The coalition warns the agencies:
“The BDCP Delta Water Tunnels project is not a permissible project under the federal Clean Water Act (CWA) because it would degrade water quality in the San Francisco Bay-Delta Estuary. This in turn will adversely impact numerous recognized beneficial uses and public health. The Water Tunnels project will require a Clean Water Act Section 401 certification, it cannot legally be given one since it will not comply with established water quality standards.”
 
Legal Issues Mount
On September 9, 2015 the coalition sent a similar letter outlining the provisions of the federal Endangered Species Act that the Delta Tunnels will violate. That letter found, The BDCP Delta Water Tunnels project is not a permissible project under the Endangered Species Act (ESA) because it would adversely modify critical habitat for at least five endangered and threatened fish species.”
 
Delta Independent Science Board Also Finds Plan “Lacking”
In a scathing review sent to Randy Fiorini, Chair, Delta Stewardship Council and Charlton Bonham, Director, California Department of Fish and Wildlife on September 30, 2015, the Delta Science Board found:
 
"The Current Draft lacks key information, analyses, summaries, and comparisons.
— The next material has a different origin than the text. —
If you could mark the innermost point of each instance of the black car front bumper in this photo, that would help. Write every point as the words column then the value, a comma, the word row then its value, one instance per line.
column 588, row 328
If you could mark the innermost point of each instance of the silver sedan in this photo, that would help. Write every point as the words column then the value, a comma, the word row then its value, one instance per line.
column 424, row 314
The missing content is needed for evaluation of the science that underpins the proposed project. Accordingly, the Current Draft fails to adequately inform weighty decisions about public policy."
 
Still Time to Avoid a Legal Quagmire
 
Today’s Clean Water letter concludes that by rejecting permits for the Delta Tunnels project, these agencies still have a chance to “restore and enhance the integrity and health of the Bay-Delta Estuary by adopting (at a minimum) sufficient flows to support healthy fish species and Delta habitats. Moreover, the time is overdue to establish a comprehensive instream water rights program that ensures the longevity of the Delta ecosystem and species, and serves as a model for the state as a whole.”
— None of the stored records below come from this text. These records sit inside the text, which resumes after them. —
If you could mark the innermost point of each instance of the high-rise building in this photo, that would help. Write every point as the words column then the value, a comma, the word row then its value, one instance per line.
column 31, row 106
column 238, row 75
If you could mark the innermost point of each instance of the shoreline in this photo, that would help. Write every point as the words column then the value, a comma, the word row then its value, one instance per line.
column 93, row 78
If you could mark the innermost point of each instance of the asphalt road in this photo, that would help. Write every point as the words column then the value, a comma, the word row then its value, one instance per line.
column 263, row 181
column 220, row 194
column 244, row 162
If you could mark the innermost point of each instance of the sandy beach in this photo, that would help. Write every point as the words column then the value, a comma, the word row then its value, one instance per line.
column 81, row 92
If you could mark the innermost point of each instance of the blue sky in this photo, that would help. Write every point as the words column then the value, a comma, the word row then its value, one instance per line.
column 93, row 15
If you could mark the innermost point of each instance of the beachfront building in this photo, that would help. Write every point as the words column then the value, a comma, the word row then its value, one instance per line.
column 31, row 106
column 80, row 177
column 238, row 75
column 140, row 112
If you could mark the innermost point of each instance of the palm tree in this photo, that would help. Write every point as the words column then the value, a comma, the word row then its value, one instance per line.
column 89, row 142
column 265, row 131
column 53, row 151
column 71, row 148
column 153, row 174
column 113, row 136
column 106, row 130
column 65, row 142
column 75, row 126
Barbara Barrigan-Parrilla, Executive Director of Restore the Delta said, “Four million people in the five Delta counties depend on good water quality in the Delta for their livelihoods and quality of life. Nearly one million Delta residents depend on the Delta as their primary drinking water supply. To improve the Delta as a fishable, swimmable, drinkable, and farmable region will require protecting and enhancing the Estuary’s water quality, pure and simple. The Delta tunnels will denigrate water quality for all these uses and thus fails as a project. We can't meet water needs south of the Delta, by ruining water quality for the millions of people who live in the Bay-Delta estuary.” 
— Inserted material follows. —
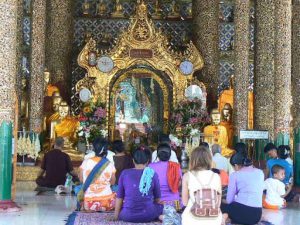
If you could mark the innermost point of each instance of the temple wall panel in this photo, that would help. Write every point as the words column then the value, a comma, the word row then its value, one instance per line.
column 59, row 39
column 37, row 65
column 241, row 75
column 282, row 57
“The Tunnels plan ignores the inherent rights of rivers to flow. They instead create infrastructure that will create pressure to drain every drop,” said Linda Sheehan, Executive Director of Earth Law Center. “California must follow the Clean Water Act and ensure that its actions protect waterways and species now, or risk losing them forever. Environmental, fishing and tribal groups have recommended numerous solutions that comply with the law, respect nature’s rights, and meet our water needs now and in the future.

Tim Stroshane, policy analyst with Restore the Delta, said, “The Tunnels Project’s own data show it will worsen the water situation in the Delta. Fresh water flows will decrease, stagnation will ensue, pollutants like pesticides, selenium, mercury, boron, and bromides will accumulate. People accustomed to fishing for their food in the Delta will find it a greater health risk to do so. The Tunnels Project would also increase toxic algal blooms, even in non-drought years.”

According to Robert Wright, Friends of the River Senior Counsel, “The Water Tunnels are not the Least Environmentally Damaging Practicable Alternative (LEDPA) required by the Clean Water Act. The Tunnels are instead the most environmentally damaging alternative possible for Delta water quality and the people of the Delta.”